[libc-commits] [libc] [libc] Use `rint` builtin for rounding on the GPU (PR #98345)

Wed Jul 10 09:26:28 PDT 2024

https://github.com/jhuber6 created https://github.com/llvm/llvm-project/pull/98345

Summary:
Previously this went through the generic bit-twiddling implementation
instead of using the dedicated GPU instruction. This patch adds this in
to the utility, mirroring the special-casing of the x64 and aarch
targets. This results in much nicer code. The following example shows
the opencl device libs implementation on the left and the LLVM libc on
the right, https://godbolt.org/z/3ch48ccf5. The libc version is
"branchier", but the results seem similar.
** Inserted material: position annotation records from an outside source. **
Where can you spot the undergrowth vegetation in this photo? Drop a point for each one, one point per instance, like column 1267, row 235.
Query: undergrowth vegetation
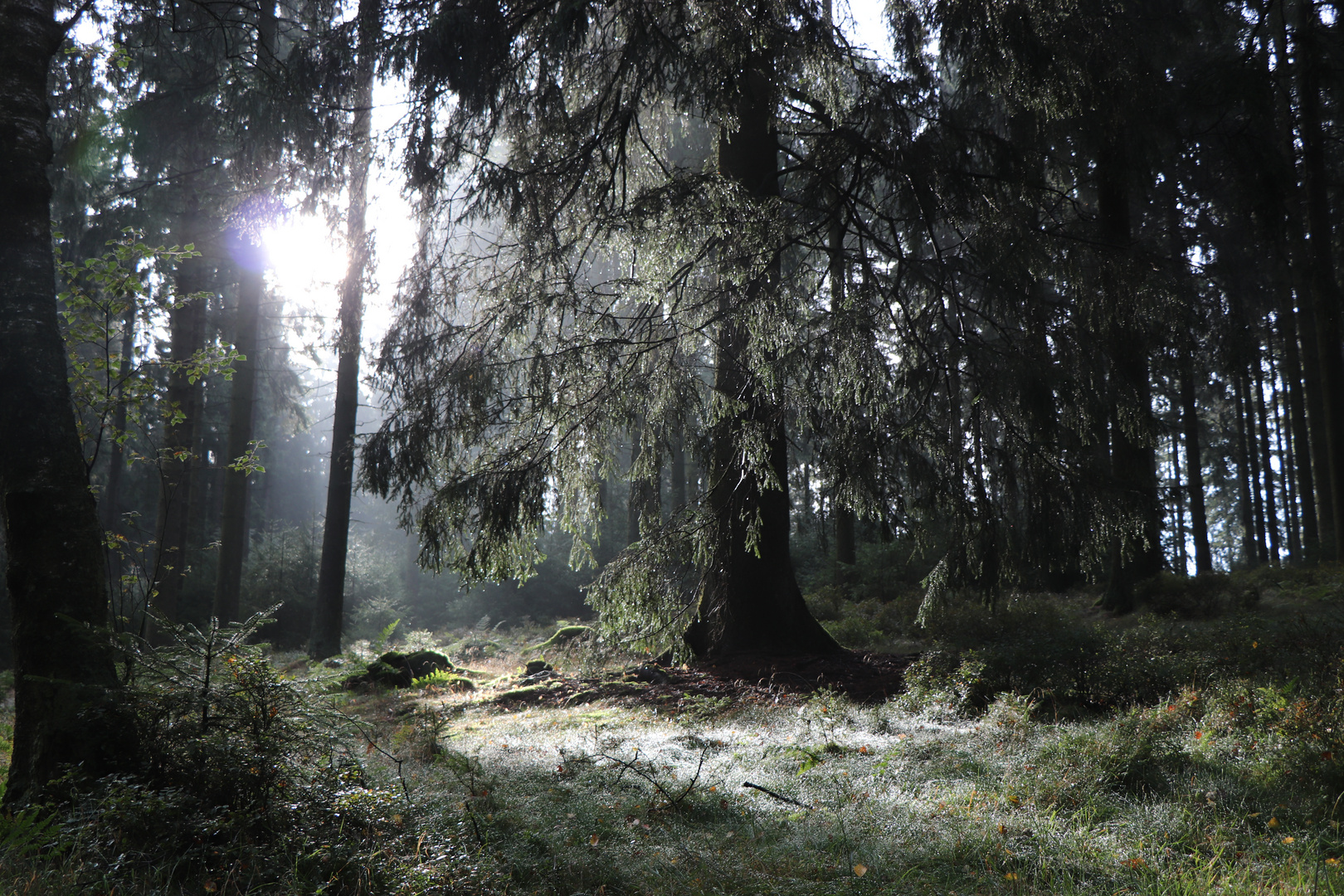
column 1038, row 748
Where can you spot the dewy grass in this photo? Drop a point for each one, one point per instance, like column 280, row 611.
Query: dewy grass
column 626, row 801
column 1218, row 789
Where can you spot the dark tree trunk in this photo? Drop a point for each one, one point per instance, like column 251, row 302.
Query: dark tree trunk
column 678, row 472
column 1301, row 438
column 242, row 398
column 1324, row 286
column 1132, row 457
column 1303, row 371
column 1179, row 505
column 645, row 500
column 187, row 334
column 331, row 570
column 110, row 505
column 845, row 550
column 1266, row 457
column 1287, row 462
column 1244, row 384
column 1244, row 481
column 750, row 601
column 54, row 572
column 1194, row 465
>From a95173a02f76b711e7200adf662ee512f9ecc9cf Mon Sep 17 00:00:00 2001
From: Joseph Huber <huberjn at outlook.com>
Date: Wed, 10 Jul 2024 11:22:31 -0500
Subject: [PATCH] [libc] Use `rint` builtin for rounding on the GPU

Summary:
Previously this went through the generic bit-twiddling implementation
instead of using the dedicated GPU instruction. This patch adds this in
to the utility, mirroring the special-casing of the x64 and aarch
targets. This results in much nicer code. The following example shows
the opencl device libs implementation on the left and the LLVM libc on
the right, https://godbolt.org/z/3ch48ccf5. The libc version is
"branchier", but the results seem similar.
---
 libc/src/__support/FPUtil/nearest_integer.h | 12 ++++++++++++
 1 file changed, 12 insertions(+)

diff --git a/libc/src/__support/FPUtil/nearest_integer.h b/libc/src/__support/FPUtil/nearest_integer.h
index bc98667c8a3b3..f9d952cfa163b 100644
--- a/libc/src/__support/FPUtil/nearest_integer.h
+++ b/libc/src/__support/FPUtil/nearest_integer.h
@@ -17,6 +17,18 @@
 #include "x86_64/nearest_integer.h"
 #elif defined(LIBC_TARGET_ARCH_IS_AARCH64)
 #include "aarch64/nearest_integer.h"
+#elif defined(LIBC_TARGET_ARCH_IS_GPU)
+
+namespace LIBC_NAMESPACE {
+namespace fputil {
+
+LIBC_INLINE float nearest_integer(float x) { return __builtin_rintf(x); }
+
+LIBC_INLINE double nearest_integer(double x) { return __builtin_rint(x); }
+
+} // namespace fputil
+} // namespace LIBC_NAMESPACE
+
 #else
 
 namespace LIBC_NAMESPACE {